His oldest son, Bradley, became the company’s newest licensed funeral director/embalmer after graduating from Jefferson State’s Funeral Service Education program in May.
His son-in-law, Ben Joslin, first began working at Moss selling preservice insurance plans, but went on to receive his national license in 2022. and while Mike’s youngest son, Grant, has plans to become a history teacher, he also spends his summers away from college “on loan” to Moss from its sister funeral home in South Florida.
Mike’s first cousin Cathy Robins also works for Moss as its front office manager and several spouses including Mike’s wife Rhonda and Ben’s wife Heather are always prepared to lend a helping hand as “unofficial employees” to provide music for services when needed.
Even the family pet Teddy, a one-year-old registered poodle owned by Joslin, has worked his way into the business as a comfort pet.
To have so many branches of a single family tree working under the same roof might be a violation for a larger company’s nepotism policies, but Mike said funeral homes have always operated this way. He said up until the 1980s and 90s almost all funeral service providers were family operated businesses. Brad said more than 70 percent still are.
“Families would own funeral homes and they would just be passed down through the generations,” Mike said. “Then back in the 80s and 90s my generation didn’t want them. When they were handed the reigns they were selling them to conglomerates and taking the cash.”
While many of Mike’s generation were stepping away from the industry, he was just finding his way into it. He said other than his grandfather, nobody in his family had ever worked in funeral homes. Even then, his grandfather was never a licensed director. Both Mike and Rhonda had settled into full-time careers as educators and Mike was also serving as a minister at his church in early 1994. By the time autumn of that year rolled around, Mike said he had begun to feel a different calling.
“In the spring and summer of 1994, between myself and my father-in-law — who pastored — we buried 27 people. Many of those were family members and church members.
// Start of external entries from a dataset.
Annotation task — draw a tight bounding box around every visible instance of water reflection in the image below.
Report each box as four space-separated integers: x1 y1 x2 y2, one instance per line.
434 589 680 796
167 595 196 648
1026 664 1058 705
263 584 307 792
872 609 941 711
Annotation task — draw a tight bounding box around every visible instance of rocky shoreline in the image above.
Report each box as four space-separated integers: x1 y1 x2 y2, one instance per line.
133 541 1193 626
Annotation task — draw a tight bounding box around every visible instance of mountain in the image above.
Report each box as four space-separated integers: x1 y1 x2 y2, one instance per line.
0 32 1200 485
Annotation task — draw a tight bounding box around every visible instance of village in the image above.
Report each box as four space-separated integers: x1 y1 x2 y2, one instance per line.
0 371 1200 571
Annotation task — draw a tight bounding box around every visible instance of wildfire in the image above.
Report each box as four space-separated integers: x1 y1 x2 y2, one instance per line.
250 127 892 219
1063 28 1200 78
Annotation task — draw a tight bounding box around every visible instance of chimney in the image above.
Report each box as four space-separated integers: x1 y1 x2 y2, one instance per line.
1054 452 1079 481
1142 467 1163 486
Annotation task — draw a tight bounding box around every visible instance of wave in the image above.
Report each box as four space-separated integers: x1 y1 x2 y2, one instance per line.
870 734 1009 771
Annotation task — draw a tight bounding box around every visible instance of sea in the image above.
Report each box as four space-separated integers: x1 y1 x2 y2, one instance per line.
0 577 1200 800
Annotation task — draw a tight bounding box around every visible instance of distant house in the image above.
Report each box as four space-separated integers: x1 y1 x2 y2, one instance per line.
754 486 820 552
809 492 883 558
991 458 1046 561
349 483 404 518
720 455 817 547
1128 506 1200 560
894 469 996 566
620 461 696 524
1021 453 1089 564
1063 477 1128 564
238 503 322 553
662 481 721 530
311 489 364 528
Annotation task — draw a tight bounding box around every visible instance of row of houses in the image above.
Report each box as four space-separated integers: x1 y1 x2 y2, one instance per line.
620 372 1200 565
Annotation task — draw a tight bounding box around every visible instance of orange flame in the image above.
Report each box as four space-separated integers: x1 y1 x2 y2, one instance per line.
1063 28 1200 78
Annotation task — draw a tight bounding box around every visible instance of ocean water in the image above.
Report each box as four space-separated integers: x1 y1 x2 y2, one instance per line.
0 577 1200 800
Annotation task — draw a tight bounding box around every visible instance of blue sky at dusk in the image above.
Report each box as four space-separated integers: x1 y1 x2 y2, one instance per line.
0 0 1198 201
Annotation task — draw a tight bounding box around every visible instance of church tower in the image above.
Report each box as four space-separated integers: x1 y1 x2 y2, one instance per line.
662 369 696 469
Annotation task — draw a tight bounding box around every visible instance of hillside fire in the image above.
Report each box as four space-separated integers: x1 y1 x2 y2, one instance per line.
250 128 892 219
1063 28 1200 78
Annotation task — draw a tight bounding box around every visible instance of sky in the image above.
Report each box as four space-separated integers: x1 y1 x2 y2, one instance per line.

It just felt like in that moment, I heard God say that this is the direction he wanted me to go,” Mike said.
He earned his license in 1997 and “has never looked back.”
Brad and Grant said the family business became almost second nature as they grew up. Rhonda said she can remember watching her sons push empty caskets around the way many other children might imitate their parents pushing a lawnmower. It wasn’t until they became teenagers that Brad said they began to notice how their life was different than many of their peers.
“All of friends, especially when we got up into our teen years, were kind of freaked out by it and would ask ‘You really grew up in a funeral home?” Brad said.
But he said his childhood also gave him the opportunity to learn many valuable lessons which many aren’t fortunate enough to learn until they are well into adulthood.
“I think it gave us a much greater respect for life and death and for grieving families because we saw the intricate workings of a funeral home. We saw how Dad and the other directors he worked with cared for those families,” Brad said.
Grant said he might be the “oddball” in the family for wanting to pursue a career in education rather than follow in the majority of his family’s footsteps. But he believes his experiences growing up were no less impactful on shaping his future.
“From growing up in a funeral home family, I would hear people’s stories. That’s all history is, it’s not just dates and events. It’s stories. While at funerals, I have been able to hear the stories of people’s lives, so to me, there is a very big connection between the two,” Grant said. “Hearing those stories everyday helped me become a lover of history and now working to become a history teacher.”
For Mike, that personal approach is what the job is all about. It is about connecting with individuals and building relationships so that when somebody is experiencing one of their most tragic events, someone who feels just a little bit like family will be there to help guide them through it.
“This is not a financial transaction. We aren’t here to sell people anything. You have to buy things for a funeral like a casket and a vault, but if that’s why you’re doing this, then you’re here for the wrong reasons,” Mike said. “I won’t ever forget [one individual] told me that he would always remember that it was family who came to pick up his wife. That’s worth more to me than any amount of money. If I can help every family feel that, it’s worth more to me than anything.”